There have been no real rebellions of any import - the vote against academy schools will feed only into the next manifesto and will have no effect at all on government action, even though Sarah Teather is having to implement a programme that she previously condemned. The Trident vote allowed the membership to affirm a policy which is already the subject of a get-out clause in the coalition agreement. Clegg's speech was workmanlike rather than inspiring, but adequate enough.
Vince Cable closed the conference with a rabble-rousing speech that was trailed as borderline Marxist, but on reading offers fine words, but little substance. Indeed, it is a strange speech that is spun as an attack on business, but focussed on selling most of Royal Mail straight into the hands of that same business sector. Even stranger, it was announced that the Security Industry Authority is to be abolished, not because of the costs - it is fully-financed by the industry itself - but because it is perceived as unnecessary red tape. Actually, if anything, the SIA needed to be beefed up to deal with an industry sector notorious for the dodgy behaviour designed to rouse Cable's righteous anger. Perhaps that is the quid pro quo for the abolition of wheel-clamping that has proved such a good earner for the security industry.

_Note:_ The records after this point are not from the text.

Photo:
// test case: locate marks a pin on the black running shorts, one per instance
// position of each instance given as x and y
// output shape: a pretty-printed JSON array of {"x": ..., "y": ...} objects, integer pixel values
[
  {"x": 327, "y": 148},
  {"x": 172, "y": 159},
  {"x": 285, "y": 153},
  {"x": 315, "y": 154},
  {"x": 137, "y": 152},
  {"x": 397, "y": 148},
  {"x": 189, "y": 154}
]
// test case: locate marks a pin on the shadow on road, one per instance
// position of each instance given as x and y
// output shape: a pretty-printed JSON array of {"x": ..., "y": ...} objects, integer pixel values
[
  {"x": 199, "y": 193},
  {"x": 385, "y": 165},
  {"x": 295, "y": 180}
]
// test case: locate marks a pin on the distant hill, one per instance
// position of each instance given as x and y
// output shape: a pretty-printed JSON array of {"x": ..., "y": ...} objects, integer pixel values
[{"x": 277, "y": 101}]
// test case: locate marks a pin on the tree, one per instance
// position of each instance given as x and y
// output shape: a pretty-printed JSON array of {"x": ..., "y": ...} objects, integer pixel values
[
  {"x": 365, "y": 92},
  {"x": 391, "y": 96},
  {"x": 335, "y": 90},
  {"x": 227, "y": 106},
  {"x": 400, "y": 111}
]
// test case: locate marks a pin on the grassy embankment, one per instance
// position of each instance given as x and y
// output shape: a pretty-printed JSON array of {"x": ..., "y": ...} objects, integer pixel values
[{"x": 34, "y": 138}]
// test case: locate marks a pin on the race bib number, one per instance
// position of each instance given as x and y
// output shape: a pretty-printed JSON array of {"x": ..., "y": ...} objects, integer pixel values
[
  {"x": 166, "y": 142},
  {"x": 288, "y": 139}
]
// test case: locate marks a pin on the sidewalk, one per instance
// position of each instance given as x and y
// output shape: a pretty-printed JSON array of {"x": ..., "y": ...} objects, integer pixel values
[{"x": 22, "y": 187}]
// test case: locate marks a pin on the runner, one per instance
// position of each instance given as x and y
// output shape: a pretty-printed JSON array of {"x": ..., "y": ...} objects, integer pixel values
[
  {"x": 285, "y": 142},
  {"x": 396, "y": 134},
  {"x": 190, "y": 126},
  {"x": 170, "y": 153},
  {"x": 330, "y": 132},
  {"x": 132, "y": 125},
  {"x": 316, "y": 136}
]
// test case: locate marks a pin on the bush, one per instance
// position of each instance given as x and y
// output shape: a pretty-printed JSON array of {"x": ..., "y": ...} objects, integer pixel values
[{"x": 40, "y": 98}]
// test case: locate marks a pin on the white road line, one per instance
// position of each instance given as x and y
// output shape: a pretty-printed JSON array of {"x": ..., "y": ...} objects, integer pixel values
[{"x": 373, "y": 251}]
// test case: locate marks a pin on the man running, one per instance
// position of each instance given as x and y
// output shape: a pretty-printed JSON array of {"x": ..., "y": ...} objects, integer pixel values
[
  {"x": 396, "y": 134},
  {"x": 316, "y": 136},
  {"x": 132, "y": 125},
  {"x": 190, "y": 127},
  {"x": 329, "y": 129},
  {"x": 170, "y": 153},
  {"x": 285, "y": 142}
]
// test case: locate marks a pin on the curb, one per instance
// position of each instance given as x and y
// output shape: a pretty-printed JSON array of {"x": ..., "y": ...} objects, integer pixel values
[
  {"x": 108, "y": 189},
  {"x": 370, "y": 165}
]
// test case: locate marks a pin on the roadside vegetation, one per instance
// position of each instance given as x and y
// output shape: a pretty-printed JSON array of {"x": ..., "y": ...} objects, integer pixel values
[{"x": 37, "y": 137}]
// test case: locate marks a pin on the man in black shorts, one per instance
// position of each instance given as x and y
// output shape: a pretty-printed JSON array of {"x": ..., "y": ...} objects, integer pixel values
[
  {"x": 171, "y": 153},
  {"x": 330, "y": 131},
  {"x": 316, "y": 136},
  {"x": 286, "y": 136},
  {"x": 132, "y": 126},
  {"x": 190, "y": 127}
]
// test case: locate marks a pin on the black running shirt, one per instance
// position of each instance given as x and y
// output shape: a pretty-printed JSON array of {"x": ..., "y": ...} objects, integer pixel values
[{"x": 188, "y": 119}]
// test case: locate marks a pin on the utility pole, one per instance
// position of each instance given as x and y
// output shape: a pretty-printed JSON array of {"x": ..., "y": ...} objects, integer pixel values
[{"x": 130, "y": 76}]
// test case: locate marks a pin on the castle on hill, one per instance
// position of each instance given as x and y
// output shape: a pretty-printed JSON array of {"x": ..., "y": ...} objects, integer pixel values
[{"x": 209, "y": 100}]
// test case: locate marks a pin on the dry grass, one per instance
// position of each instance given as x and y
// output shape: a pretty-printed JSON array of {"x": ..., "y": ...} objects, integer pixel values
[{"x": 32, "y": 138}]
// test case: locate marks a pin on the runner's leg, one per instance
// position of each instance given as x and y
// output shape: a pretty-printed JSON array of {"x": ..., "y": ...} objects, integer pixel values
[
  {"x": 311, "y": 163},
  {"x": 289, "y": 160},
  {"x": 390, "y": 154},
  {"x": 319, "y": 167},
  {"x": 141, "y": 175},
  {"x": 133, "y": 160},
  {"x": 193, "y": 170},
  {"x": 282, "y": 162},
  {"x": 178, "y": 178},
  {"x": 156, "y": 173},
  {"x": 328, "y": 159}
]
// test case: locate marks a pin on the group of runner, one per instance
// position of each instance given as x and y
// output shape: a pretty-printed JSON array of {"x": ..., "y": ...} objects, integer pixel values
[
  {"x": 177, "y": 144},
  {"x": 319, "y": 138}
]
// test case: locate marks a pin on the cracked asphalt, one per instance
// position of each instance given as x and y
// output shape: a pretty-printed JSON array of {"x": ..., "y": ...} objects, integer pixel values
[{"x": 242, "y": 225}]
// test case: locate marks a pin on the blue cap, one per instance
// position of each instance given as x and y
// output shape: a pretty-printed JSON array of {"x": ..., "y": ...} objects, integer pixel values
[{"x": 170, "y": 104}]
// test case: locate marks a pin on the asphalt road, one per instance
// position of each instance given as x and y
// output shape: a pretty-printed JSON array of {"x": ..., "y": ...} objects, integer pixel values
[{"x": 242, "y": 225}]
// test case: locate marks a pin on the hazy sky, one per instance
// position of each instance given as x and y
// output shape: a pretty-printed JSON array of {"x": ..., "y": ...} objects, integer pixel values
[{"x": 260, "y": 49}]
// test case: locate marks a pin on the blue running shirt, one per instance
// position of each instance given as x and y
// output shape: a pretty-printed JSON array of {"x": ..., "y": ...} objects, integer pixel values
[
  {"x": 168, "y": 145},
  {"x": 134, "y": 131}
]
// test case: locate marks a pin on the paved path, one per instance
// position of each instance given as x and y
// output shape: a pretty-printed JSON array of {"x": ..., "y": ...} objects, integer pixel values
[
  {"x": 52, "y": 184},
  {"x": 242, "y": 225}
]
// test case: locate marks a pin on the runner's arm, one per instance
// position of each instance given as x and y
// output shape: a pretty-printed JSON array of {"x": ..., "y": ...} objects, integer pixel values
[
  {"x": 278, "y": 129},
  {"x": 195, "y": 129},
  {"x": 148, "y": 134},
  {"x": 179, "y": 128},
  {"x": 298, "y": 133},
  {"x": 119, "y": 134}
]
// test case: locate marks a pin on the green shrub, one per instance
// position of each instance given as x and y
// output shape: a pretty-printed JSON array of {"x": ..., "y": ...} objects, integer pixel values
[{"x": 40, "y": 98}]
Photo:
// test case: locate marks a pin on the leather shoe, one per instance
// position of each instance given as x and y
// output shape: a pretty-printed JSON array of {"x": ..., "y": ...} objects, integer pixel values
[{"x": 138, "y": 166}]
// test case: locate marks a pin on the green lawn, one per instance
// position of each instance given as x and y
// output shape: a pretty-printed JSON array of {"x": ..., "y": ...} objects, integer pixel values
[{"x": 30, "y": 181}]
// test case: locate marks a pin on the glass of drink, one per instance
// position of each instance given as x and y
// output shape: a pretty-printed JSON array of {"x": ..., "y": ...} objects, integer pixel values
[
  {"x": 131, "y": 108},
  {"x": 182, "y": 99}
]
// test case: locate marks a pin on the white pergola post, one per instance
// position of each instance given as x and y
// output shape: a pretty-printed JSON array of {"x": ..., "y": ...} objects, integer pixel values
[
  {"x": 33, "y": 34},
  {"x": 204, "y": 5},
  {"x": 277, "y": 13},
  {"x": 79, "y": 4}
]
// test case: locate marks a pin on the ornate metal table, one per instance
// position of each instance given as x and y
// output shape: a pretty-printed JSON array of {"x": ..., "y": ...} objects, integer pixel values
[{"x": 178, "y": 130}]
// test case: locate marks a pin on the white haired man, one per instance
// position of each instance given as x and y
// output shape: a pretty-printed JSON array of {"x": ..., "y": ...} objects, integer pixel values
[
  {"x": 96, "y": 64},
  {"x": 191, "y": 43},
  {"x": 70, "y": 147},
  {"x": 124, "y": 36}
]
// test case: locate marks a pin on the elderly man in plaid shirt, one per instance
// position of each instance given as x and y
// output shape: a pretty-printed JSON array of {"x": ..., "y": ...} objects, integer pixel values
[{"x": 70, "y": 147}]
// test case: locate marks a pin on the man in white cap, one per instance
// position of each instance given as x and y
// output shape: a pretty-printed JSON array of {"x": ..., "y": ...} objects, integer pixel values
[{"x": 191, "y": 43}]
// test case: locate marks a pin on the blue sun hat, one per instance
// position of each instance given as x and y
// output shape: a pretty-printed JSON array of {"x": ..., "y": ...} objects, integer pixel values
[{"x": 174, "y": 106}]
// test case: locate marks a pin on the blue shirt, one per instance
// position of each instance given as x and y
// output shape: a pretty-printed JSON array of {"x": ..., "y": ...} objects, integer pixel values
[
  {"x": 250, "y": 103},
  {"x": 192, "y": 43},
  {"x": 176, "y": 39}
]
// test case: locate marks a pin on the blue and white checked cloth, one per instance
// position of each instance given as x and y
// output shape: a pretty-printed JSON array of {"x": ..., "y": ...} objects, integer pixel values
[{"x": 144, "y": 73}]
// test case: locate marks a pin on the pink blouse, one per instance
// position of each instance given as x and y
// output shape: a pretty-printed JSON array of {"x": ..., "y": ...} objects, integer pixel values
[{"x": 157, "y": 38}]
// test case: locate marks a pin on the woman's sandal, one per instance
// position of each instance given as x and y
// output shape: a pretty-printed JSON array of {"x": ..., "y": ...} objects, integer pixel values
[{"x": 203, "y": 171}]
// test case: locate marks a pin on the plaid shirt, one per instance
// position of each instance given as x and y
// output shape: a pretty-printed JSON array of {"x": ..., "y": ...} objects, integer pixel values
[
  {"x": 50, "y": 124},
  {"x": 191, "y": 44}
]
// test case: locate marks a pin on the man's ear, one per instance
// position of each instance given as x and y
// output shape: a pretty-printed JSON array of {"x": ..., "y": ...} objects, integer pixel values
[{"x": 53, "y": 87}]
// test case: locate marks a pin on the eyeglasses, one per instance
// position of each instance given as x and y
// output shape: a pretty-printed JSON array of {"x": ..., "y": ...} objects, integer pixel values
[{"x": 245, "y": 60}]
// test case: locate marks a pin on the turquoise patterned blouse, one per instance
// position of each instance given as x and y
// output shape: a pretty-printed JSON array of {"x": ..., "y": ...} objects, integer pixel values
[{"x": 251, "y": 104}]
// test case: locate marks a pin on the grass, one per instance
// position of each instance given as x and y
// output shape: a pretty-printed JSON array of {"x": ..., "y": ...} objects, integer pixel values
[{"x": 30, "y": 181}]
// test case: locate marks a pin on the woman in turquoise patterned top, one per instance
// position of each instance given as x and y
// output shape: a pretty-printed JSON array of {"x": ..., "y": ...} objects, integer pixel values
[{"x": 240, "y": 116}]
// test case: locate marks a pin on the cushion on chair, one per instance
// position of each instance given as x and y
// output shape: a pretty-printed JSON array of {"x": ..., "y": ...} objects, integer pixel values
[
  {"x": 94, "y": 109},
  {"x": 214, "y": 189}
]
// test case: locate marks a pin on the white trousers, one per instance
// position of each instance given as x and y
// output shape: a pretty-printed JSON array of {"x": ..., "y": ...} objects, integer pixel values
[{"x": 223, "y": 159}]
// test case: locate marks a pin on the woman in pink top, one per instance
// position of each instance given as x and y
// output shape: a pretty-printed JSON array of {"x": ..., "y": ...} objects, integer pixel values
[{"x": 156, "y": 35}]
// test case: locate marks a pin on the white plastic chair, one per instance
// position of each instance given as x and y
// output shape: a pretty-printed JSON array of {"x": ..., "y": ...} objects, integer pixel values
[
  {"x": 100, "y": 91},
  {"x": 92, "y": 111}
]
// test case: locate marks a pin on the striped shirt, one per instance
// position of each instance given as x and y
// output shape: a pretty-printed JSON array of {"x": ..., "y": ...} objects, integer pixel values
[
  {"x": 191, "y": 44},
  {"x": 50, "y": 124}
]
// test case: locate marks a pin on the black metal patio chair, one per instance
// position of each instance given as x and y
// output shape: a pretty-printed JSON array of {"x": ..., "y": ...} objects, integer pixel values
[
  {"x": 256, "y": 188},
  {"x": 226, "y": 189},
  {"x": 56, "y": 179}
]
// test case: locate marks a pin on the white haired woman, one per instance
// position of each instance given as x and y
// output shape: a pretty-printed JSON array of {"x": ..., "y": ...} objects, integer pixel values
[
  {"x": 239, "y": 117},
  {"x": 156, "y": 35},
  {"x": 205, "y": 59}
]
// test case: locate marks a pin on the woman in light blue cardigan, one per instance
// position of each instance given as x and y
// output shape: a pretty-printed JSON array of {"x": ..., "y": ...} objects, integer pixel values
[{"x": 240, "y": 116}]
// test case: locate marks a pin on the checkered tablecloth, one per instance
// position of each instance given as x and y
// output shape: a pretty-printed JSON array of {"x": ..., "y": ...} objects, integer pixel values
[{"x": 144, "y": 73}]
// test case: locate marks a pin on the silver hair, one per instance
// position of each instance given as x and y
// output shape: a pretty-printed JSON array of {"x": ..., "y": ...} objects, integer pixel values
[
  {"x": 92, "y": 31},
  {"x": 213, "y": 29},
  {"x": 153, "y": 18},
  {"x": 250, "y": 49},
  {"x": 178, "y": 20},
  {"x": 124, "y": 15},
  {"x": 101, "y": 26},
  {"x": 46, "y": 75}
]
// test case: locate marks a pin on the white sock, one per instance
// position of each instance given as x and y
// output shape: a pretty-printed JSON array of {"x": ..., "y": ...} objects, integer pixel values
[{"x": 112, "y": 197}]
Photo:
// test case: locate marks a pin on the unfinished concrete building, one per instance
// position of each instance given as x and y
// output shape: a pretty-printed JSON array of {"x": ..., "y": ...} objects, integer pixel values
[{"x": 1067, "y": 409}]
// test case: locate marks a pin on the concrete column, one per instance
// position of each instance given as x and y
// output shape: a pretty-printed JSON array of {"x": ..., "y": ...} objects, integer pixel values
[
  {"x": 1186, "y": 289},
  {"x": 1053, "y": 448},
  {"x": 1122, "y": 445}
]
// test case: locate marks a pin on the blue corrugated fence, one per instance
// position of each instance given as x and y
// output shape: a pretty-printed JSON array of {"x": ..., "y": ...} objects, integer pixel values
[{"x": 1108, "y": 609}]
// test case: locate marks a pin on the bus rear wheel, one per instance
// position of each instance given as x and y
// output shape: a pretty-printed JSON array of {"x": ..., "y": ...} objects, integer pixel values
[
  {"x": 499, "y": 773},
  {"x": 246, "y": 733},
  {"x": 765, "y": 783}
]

But the opponents within the party have largely been quiet. Simon Hughes is playing the role of John Prescott in terms of keeping in touch with the party faithful, but Hughes also has some limited licence to channel opposition. The importance of this role cannot be overstated to the coalition and it would be a mistake to think that he is anything other than a key asset at the heart of the coalition project.
The reality is that power is seductive and the Liberal Democrats can soothe themselves with thoughts that they are mediating the excesses of the Tories or that the coalition will deliver some key Liberal policies in exchange for support for some Tory ones. Those senior players who have genuine concerns about the direction that this government is taking have kept their counsel and the few party members who have poked their heads above the parapet have been listened to courteously and then ignored. The Liberal Democrats realise that the conference is a shop window, no longer a talking shop, so dissent isn't part of the etiquette. The Liberal Democrats have also had to endure unprecedented scrutiny and it is little wonder that at conference, they have circled their wagons and demonstrated their unity. It doesn't help that there is as yet nobody prepared to marshall an opposition - and the briefing against Charlie Kennedy will prove a salutary lesson to those who are considering it.
No, Clegg and his team can relax with the warm feeling of a job well done for another year. Next year may be a different story, as the cuts are made flesh, the AV vote may be lost and if Liberal Democrats are put to the sword in the elections. That in particular would be damaging, as it would create an instant constituency of disaffected Liberals only too well-aware that they had been sacrificed for a few crumbs from the top table. If that comes to pass, then this rather lukewarm conference may be seen as a brief blossoming of a golden age of Liberalism. This might well be as good as it ever gets.